Can you Love Yourself, Wobbly Bits and All?
- May 22, 2017
It is said that the eyes are the window to the soul. I love, love, love that saying. I do not love, love, love my eyes though. Well, that’s not strictly true, it’s all the loose, baggy, wrinkly skin around my eyes that I dislike so much. How the hell did I get to look so old all of a sudden? I hate it so much, that the only photos I feel happy looking at or posting on social media, are the ones in which I’m wearing a massive pair of shades. I guess that makes me sound really vain and really shallow, and I suppose it is, but we all have our crosses to bear!
I have a few issues. I grew up as a pale, skinny, freckly child, and up until I was 7 or 8 I had short hair (thank you, Mother. I am scarred). I would often be mistaken for a boy which probably wasn’t helped by the fact that the 1970’s was quite possibly the worst decade EVER in terms of fashion. ‘Gender neutral’ is probably the best way to describe the majority of my wardrobe, and in particular I remember a blue trouser and jumper set. With pandas on. Yes, pandas. How I hated those bloody pandas! So you get the gist? Basically I was the ugly kid. My best friend through school was a tiny doll of a girl, with a pretty face and ribboned ringlet hair, which made my boyish ugliness all the more evident. As if Mother Nature wasn’t having the most colossally hysterical laugh at my expense already as she continually jabbed me with her ugly stick, she dealt me one last cruel and shitty hand when I was 14. My hair began turning grey. Thankfully my mum always let me colour it to disguise the ever multiplying pube like strands that seemed to be appearing daily (if you’re my generation, you’ll remember Toners and Shaders, right?) and my ‘friends’ were always on hand to pluck out any strays that I’d missed.
By some humongous miracle, bitchface Mother Nature must have moved on to some other poor unsuspecting sap, because at around the age of 17, I’d got make up ‘down’, discovered fake tan, was a lovely size 10 and stood at a hair’s breadth short of 5’10”. Finally boys seemed to like me. Not just like me, but like me! My late teens were a whirlwind of partying, dating and all round fun.
Cue Bitchface. Again. She must have lost her ugly stick, or maybe traded it in, because this time she decided to afflict me with fatness. 2 kids in fairly quick succession (coupled with copious amounts of chocolate) had completely screwed my metabolism or something, because before I knew it, I was a size 16/18. I remember catching my reflection as I walked past shop windows and thinking that I’d have to stop in a moment to let my mammoth rear end catch up. Ever since then I’ve done the yo-yo diet. I’m fat, I’m thin, I’m fat, I’m thin. At the moment I’m fat, but working really hard on being thin.
I do ask myself one question regularly though: Will being thin bring me happiness?
Just how do you define happy? My partner, Mr Sunshine, always tells me that I’m a glass half empty kinda girl (thankfully his is not just half full, but positively brimming over), so perhaps no matter what I look like, I’ll never be happy with myself? Perhaps I just need to learn to embrace my wobbly bits? Perhaps I’ll be all Bridget Jones and accept that yes, I’ll always be just a little bit fat. After all, Kim Kardashian has an arse the size of a small country, and she’s happy as Larry with it!

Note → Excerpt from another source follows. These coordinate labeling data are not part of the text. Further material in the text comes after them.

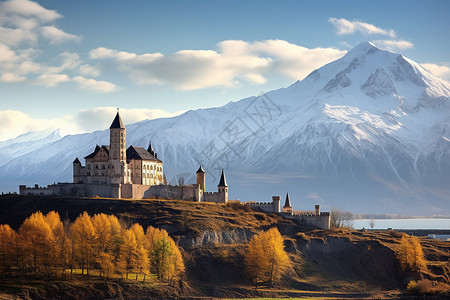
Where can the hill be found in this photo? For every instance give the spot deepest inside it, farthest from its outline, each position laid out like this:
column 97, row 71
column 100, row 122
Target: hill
column 213, row 237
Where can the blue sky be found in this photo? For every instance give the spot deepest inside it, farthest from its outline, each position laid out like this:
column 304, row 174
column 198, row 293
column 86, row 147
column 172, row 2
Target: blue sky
column 68, row 64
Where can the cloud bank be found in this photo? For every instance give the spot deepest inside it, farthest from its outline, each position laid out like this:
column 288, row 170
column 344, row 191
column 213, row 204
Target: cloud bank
column 347, row 27
column 16, row 122
column 233, row 62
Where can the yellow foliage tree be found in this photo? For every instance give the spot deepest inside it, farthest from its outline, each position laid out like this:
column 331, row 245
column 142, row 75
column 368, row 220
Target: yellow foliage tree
column 58, row 245
column 265, row 259
column 8, row 249
column 128, row 256
column 84, row 239
column 35, row 236
column 410, row 254
column 166, row 260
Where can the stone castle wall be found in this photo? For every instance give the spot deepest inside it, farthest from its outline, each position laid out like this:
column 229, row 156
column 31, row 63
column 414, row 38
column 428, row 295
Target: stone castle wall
column 217, row 197
column 321, row 220
column 74, row 190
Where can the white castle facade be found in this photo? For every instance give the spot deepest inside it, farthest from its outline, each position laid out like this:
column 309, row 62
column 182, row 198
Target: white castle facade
column 115, row 171
column 314, row 218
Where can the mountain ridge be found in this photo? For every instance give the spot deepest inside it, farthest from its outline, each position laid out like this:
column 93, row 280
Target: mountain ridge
column 372, row 121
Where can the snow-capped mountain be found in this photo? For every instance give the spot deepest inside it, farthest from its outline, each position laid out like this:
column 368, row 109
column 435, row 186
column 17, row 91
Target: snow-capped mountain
column 368, row 132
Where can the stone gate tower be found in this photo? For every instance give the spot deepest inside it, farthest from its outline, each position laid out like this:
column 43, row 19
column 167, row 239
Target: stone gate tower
column 118, row 152
column 222, row 188
column 201, row 178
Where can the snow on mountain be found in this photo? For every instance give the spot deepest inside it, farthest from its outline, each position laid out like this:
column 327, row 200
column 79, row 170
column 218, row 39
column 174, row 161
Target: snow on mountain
column 26, row 143
column 368, row 132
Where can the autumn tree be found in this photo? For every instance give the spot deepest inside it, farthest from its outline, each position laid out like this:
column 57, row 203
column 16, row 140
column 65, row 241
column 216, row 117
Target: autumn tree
column 35, row 236
column 165, row 257
column 167, row 260
column 265, row 259
column 8, row 251
column 84, row 239
column 410, row 254
column 58, row 244
column 340, row 219
column 128, row 256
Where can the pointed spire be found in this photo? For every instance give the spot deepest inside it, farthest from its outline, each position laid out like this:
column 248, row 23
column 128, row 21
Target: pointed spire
column 223, row 180
column 150, row 149
column 117, row 123
column 288, row 201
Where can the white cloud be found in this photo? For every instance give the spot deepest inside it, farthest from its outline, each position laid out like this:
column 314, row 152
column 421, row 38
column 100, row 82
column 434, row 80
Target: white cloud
column 97, row 86
column 393, row 44
column 28, row 9
column 24, row 21
column 15, row 122
column 51, row 80
column 344, row 26
column 442, row 71
column 234, row 61
column 11, row 77
column 57, row 36
column 88, row 70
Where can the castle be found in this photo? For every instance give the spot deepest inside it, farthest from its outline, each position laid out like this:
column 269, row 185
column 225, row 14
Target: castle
column 117, row 172
column 315, row 218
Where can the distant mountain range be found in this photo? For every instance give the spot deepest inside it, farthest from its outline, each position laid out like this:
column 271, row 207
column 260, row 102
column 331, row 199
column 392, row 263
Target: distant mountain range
column 368, row 133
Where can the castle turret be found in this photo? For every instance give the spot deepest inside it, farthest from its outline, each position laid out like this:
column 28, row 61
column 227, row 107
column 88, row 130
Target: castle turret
column 76, row 170
column 201, row 178
column 118, row 153
column 276, row 201
column 222, row 187
column 287, row 208
column 150, row 150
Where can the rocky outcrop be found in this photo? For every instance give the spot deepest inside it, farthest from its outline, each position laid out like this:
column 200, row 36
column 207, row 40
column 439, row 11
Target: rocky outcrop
column 211, row 238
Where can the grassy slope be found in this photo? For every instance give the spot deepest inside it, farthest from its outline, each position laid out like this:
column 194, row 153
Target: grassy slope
column 345, row 261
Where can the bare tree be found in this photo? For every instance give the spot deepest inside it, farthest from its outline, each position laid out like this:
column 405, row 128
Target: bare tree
column 341, row 218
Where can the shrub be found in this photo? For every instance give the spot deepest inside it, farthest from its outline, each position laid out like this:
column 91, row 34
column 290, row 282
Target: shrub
column 302, row 236
column 394, row 233
column 425, row 286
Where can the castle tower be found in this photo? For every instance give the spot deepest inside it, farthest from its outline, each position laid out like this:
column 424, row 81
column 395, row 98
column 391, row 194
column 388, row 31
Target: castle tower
column 287, row 208
column 201, row 178
column 118, row 152
column 276, row 200
column 222, row 187
column 150, row 149
column 76, row 170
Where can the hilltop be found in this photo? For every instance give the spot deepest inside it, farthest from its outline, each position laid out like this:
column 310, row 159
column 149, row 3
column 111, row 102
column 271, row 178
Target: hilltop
column 213, row 237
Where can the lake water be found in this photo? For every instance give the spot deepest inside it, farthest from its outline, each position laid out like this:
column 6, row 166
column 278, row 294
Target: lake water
column 403, row 224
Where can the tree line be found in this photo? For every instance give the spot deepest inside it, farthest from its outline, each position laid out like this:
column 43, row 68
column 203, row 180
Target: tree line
column 45, row 246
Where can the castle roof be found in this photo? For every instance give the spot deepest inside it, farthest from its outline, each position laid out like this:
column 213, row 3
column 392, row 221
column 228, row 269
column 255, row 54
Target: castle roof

I think I just need to stop giving myself a hard time. I am, ahem, 45 for heaven’s sake! So maybe I’ll stop being so unrealistic about getting to a size 12 again by the time I go on holiday, and that no matter what size I am, without the intervention of a Harley Street surgeon, my boobs will continue their journey south. Maybe I’ll accept that the lines on my face are not so much a sign of age, but one of experience. After all, I have already embraced my now platinum (God I love that word. I’m really not up for old lady grey) hair, even though most people think I’m a bottle blonde! (OK, a little confession. Once every few months I dye a few strands in my fringe and temples that refuse to go grey gracefully. That’ll be bloody Bitchface again!) And I am really going to try hard not to be so paranoid about my peepers.
People who know me well, know that I adore my friends and family, and that I like nothing more than the social side of life. I love being surrounded by vibrant, happy people as they have such a cathartic effect on me, and don’t they say that laughter is the best medicine?
So here goes.
My name is Jane. I don’t have wrinkles. I have laughter lines.